Keines ihrer Bilder strebt die Wiedergabe einer ganz bestimmten Landschaft oder Himmelserscheinung an. Die Künstlerin spricht von „Stimmungsorten“ oder „Stimmungslandschaften“. Selbstverständlich gibt es gelegentlich die eine oder andere Zeichnung, gibt es Fotos, die als Anregung einer Bildidee gedient haben. Genauso aber kann es vorkommen, dass die Künstlerin direkt auf der Leinwand mit dem Malen beginnt und sich von dem, was ihr in den Pinsel fließt, tragen lässt. Gleich bleibt dabei die asketisch-strenge Technik des Farbauftrages: Auf eine lasierende Grundierung folgt Schicht um Schicht bis zur letzten Höhung, mit der das Gemälde vollendet ist. Man kann sich das als Umkehrung der Arbeit an einem Hinterglasbild vorstellen, bei dem mit der Höhung begonnen wird und am Schluss die Grundierung steht. In jedem Fall setzt das Vorgehen von Susanne Maurer ein klar strukturiertes Vorgehen beim „Aufbauen“ ihrer Werke voraus.

Auffällig ist, dass in keinem Bild irgendwelche sich durch die Wellenberge kämpfenden Schiffe oder Menschen vor dramatischen Wolken zu sehen sind. Wir kennen solche Staffagen zum Beispiel aus der niederländischen Malerei des 17. Jahrhunderts oder auch aus der deutschen Malerei des 19. Jahrhunderts. Wir wissen, dass die Künstlerin Maler wie den Romantiker Caspar David Friedrich und dessen Landschaften sehr schätzt. Für die Kunst der Romantik bedeutete die Auseinandersetzung mit der Natur zugleich die Entdeckung dieser Natur. Indem der Mensch sich Kenntnisse über diese Natur verschaffte oder deren Bild in Gemälden und Zeichnungen festhielt, verschaffte er sich zugleich Erkenntnisse, die dazu beitrugen, diese Erde in den Dienst des Menschen zu stellen.

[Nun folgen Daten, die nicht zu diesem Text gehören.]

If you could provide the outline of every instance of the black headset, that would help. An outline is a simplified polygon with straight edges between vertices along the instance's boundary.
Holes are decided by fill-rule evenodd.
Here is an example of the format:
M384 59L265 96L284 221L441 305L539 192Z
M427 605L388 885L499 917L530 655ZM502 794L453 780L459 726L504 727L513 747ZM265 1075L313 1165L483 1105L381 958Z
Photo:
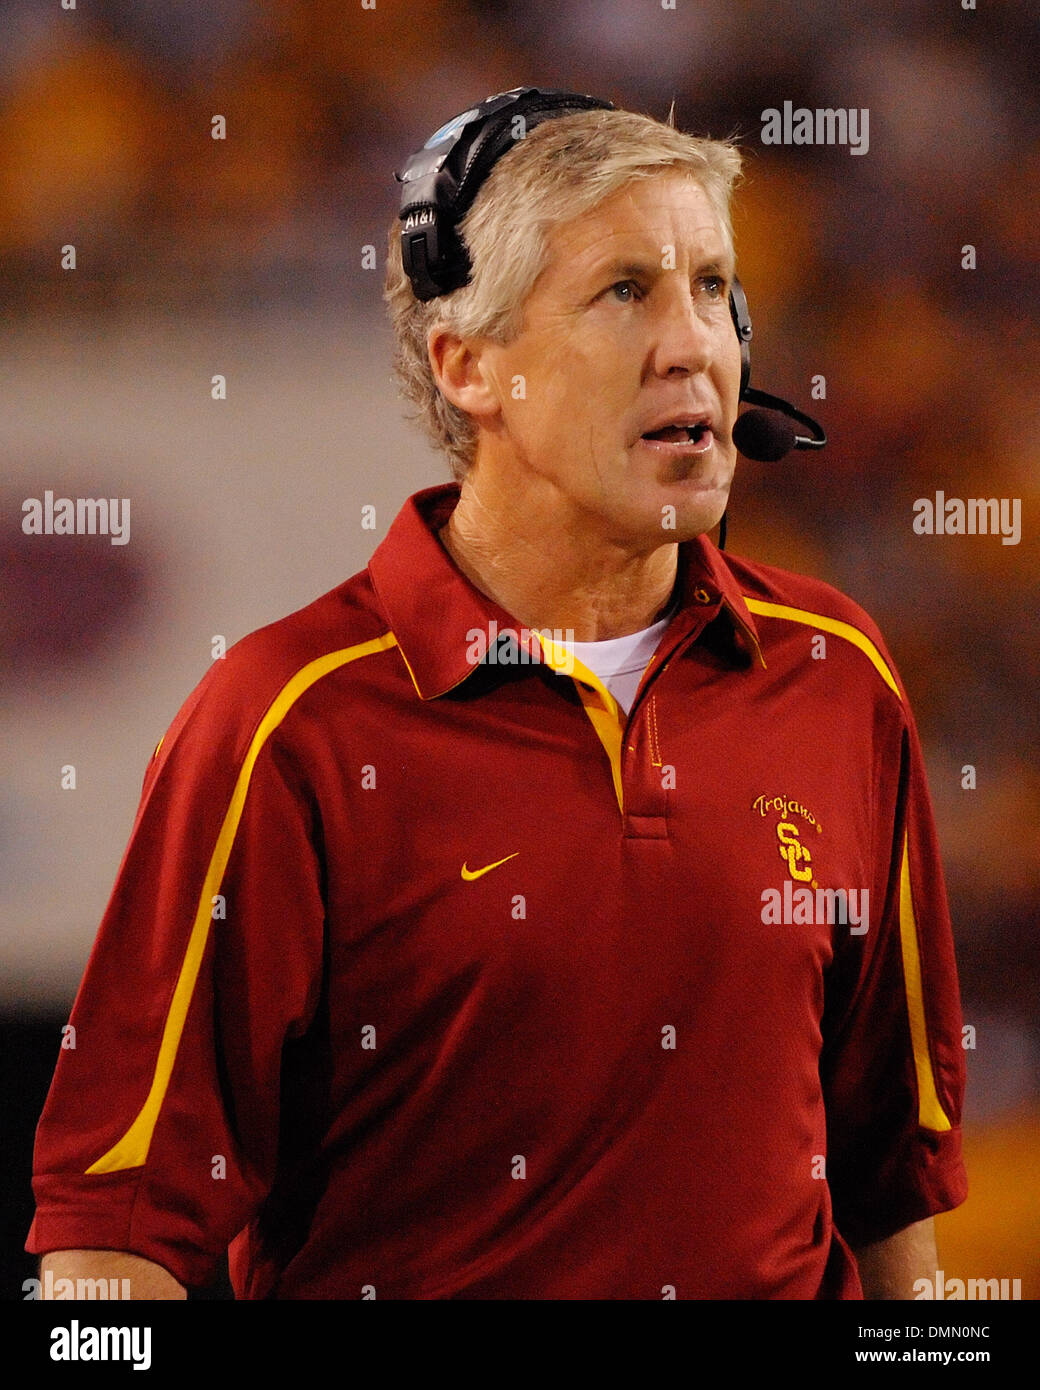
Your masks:
M575 111L615 109L613 102L579 92L514 87L467 108L435 131L395 173L401 184L401 261L415 297L426 303L468 283L471 266L459 224L496 160L542 121ZM817 421L750 384L751 314L737 279L730 289L729 311L740 340L740 400L779 410L811 431L809 437L789 432L786 447L779 454L774 449L772 456L782 457L791 448L822 448L827 436ZM719 549L725 543L723 516Z

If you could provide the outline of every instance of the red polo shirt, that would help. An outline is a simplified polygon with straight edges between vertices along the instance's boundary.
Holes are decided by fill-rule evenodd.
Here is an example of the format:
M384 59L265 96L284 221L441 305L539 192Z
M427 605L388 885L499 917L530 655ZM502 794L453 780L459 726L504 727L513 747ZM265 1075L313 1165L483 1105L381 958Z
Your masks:
M245 1298L860 1297L846 1241L966 1192L880 635L701 538L626 717L551 642L475 659L517 625L436 537L457 496L411 498L162 740L27 1249L191 1285L232 1242ZM828 888L866 930L792 909Z

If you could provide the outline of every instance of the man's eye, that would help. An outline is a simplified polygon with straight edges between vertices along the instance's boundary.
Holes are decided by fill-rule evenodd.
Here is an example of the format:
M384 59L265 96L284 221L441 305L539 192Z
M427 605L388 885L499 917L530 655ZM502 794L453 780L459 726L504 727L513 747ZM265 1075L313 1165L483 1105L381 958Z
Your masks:
M619 280L616 285L611 285L610 293L621 304L634 304L641 297L639 286L634 280Z
M721 275L705 275L701 284L708 292L709 299L721 299L726 291L726 281Z

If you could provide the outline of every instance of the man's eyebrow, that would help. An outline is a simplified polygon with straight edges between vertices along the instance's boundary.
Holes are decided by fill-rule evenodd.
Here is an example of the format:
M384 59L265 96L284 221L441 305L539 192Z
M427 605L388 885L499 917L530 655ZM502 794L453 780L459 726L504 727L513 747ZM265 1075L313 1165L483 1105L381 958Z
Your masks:
M596 278L603 279L607 276L610 276L614 279L623 280L627 276L656 275L660 269L660 262L655 261L608 261L606 265L602 265L597 268Z
M736 272L736 267L732 261L706 261L704 265L698 266L698 275L717 275L722 280L732 280Z
M663 253L662 253L663 257ZM635 279L640 276L659 275L664 270L660 260L633 260L619 259L608 261L605 265L599 266L596 270L597 280L610 278L611 280ZM718 275L722 280L731 280L734 274L734 267L726 261L709 260L699 265L695 272L700 275Z

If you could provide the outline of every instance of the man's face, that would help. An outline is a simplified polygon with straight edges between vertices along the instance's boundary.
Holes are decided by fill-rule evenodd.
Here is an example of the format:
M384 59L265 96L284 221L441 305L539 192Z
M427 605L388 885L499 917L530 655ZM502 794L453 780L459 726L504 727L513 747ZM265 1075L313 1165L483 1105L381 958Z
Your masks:
M707 196L674 174L635 181L548 250L519 337L482 352L500 414L478 462L537 475L524 483L627 549L700 535L725 510L740 390L733 263Z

Erzeugte bei den Künstlern des 19. Jahrhunderts noch das Matterhorn den Eindruck von Erhabenheit und Größe, so mussten es im Laufe des 20. Jahrhunderts die höchsten Berge auf dieser Erde oder der Flug zum Mond sein, der in uns noch jenes „romantische“ Staunen vor dem Wunder „Natur“ auszulösen vermochte. Inzwischen haben wir erfahren müssen, dass wir uns „die Erde nicht untertan“ gemacht, sondern sie versklavt, missbraucht und an den Rand der Selbstzerstörung gebracht haben. Deshalb darf der Mensch auf Susanne Maurers Bildern keinen Platz mehr haben. Wir Menschen stehen als Betrachter außerhalb des Bildes und blicken zurück auf das, was war beziehungsweise auf das, was hätte sein können oder sogar sein müssen.

Jetzt erinnern wir uns wieder an das Wort von den „Stimmungslandschaften“ und könnten sogar ein noch viel missbrauchteres Wort wie „Sehnsucht“ richtig verstehen. Oder hat sich Susanne Maurer wie Generationen von Künstlern vor ihr ganz einfach auf die Suche nach Arkadien begeben?

Wir als Betrachter haben es da sehr viel einfacher, denn wir hangeln uns mit unserem Blick einfach irgendwie am Horizont entlang und studieren das Darunter und Darüber.